Bruno Nicolai - Geminus

Hadronic propulsion machines

 
Gil Mellé (1931, New York, New York, USA - 2004, Malibu) was a jazz saxophonist and respected visual artist, best known as a cutting-edge creator of electronically generated music.

His 1970 theme for "Night Gallery" was the first all-electronic main title for a TV series, and his music for 1971 sci-fi thriller "The Andromeda Strain" became the first all-synthesizer score for a feature film;his music lent itself to sci-fi and horror projects, including orchestral scores for the pilot of "The Six Million Dollar Man" and the four-hour "Frankenstein: The True Story" (1973), which he recorded with the London Symphony Orchestra. Melle created landmark electronic scores for sci-fi TV movies including "A Cold Night's Death" and the four-hour "World War III." He wrote and performed music for several telefilms dealing with sensational murders, including "Fatal Vision," Ted Bundy story "The Deliberate Stranger" and "The Case of the Hillside Strangler."

His artistic abilities also led to album-cover paintings for Miles Davis, Thelonious Monk and Sonny Rollins, as well as art-gallery showings in New York. Melle and his group, the Electronauts, debuted electronic jazz at the 1967 Monterey Jazz Festival. The following year, Verve released his "Tome VI," the first all-electronic jazz album.

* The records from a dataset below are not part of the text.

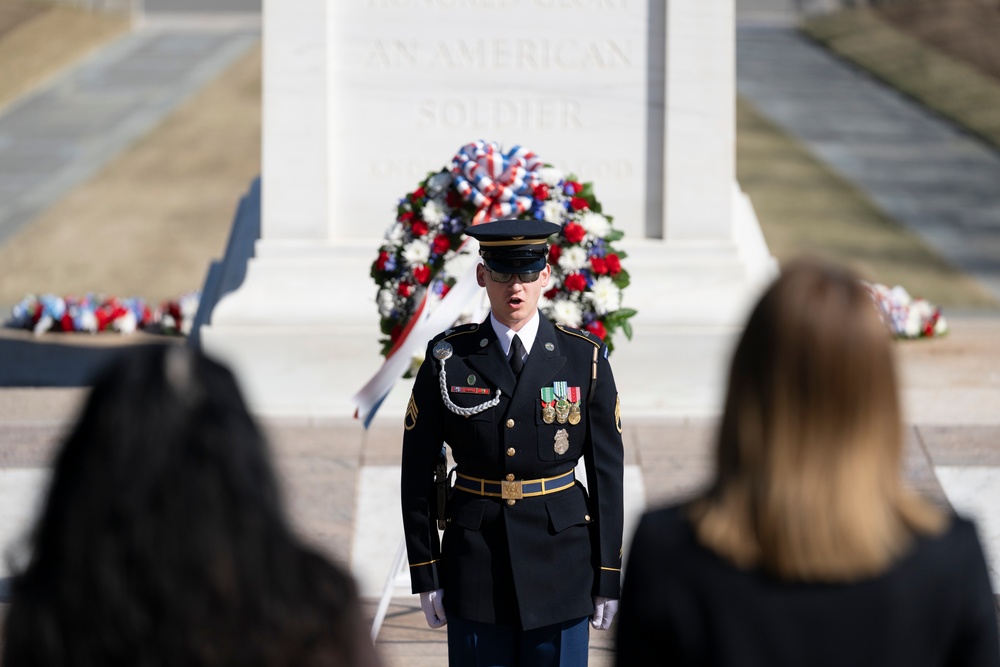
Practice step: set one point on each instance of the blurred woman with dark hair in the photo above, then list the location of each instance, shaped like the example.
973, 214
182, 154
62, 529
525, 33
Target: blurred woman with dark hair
808, 549
163, 541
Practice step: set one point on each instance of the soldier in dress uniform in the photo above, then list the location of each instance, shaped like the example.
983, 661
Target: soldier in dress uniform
528, 555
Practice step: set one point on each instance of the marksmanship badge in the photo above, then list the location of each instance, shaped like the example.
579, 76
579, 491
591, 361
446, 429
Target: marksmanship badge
562, 441
548, 405
573, 394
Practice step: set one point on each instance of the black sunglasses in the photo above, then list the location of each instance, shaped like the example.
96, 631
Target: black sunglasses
500, 277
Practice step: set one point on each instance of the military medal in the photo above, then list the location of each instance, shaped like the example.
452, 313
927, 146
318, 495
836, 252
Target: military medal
562, 405
573, 394
548, 405
562, 441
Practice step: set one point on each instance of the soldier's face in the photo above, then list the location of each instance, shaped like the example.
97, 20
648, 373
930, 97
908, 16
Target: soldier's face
513, 303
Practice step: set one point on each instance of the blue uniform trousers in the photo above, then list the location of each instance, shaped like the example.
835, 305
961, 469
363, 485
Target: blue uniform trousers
472, 644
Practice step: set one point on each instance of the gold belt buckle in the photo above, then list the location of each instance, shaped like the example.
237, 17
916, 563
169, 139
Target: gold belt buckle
511, 490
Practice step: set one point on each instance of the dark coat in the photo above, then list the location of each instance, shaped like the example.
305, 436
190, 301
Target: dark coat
684, 605
539, 560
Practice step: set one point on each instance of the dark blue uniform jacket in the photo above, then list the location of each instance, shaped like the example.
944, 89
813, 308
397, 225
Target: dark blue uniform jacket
538, 560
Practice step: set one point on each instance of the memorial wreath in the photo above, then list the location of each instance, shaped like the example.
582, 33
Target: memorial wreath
425, 251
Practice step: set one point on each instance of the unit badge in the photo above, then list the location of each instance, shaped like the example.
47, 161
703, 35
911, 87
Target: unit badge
442, 350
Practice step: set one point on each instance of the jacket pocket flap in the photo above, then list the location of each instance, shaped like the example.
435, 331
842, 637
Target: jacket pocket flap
568, 509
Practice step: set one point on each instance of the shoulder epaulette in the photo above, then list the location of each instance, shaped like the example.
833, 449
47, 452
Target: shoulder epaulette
581, 333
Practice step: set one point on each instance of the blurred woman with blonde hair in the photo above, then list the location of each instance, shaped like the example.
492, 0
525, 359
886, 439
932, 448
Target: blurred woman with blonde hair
807, 548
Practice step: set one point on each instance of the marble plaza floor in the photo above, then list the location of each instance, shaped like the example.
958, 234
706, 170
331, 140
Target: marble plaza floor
340, 480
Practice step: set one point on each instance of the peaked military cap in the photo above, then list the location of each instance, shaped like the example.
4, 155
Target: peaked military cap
514, 246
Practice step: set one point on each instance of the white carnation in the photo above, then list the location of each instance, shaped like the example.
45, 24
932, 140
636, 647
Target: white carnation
900, 296
395, 235
573, 259
125, 324
567, 313
416, 253
386, 302
434, 212
438, 182
595, 224
553, 211
550, 176
605, 295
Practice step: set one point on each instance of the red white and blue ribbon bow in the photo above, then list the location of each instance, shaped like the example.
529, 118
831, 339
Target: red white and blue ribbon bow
498, 184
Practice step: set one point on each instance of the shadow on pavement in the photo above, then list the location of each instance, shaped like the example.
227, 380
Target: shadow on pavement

Gil Mellé - The Andromeda Strain

Polishing the floor at the Crazy Horse

 
The Groovy Sounds Of 1970s Lebanon is a Lebanese World/Folk/Beat compilation made by Cedarphon Label.
 

Anxiety over unrequited love

 
Jacques Denjean (Igny, 1929 - Paris, 1995) was a French singer, pianist, composer, arranger and orchestra director. Jazz pianist of some reputation and much sought-after as a record arranger in the 1960s. As a performer and arranger, he worked with the likes of Dionne Warwick, François Hardy, Johnny Hallyday, and many others. In 1964, he arranged and conducted Luxembourg's Eurovision entry 'Dès que le printemps revient', performed by Hugues Aufray. Founded Studio Frémontel in 1971.
 

15/03/2022

Intrigues in the ballroom

 
Rahul Dev Burman (27 June 1939 Calcutta - 4 January 1994 Mumbai) was an Indian Bollywood film composer,; only child of music director S. D. Burman. 
 
Active from the 1960s to the 1990s Burman composed music for over 330 films. Together with Asha Bhosle, his wife (from 1980) and Kishore Kumar they made many super hit songs, he also provided the vocals for some of these compositions. He also composed music for many songs that were sung by his sister-in-law, Lata Mangeshkar.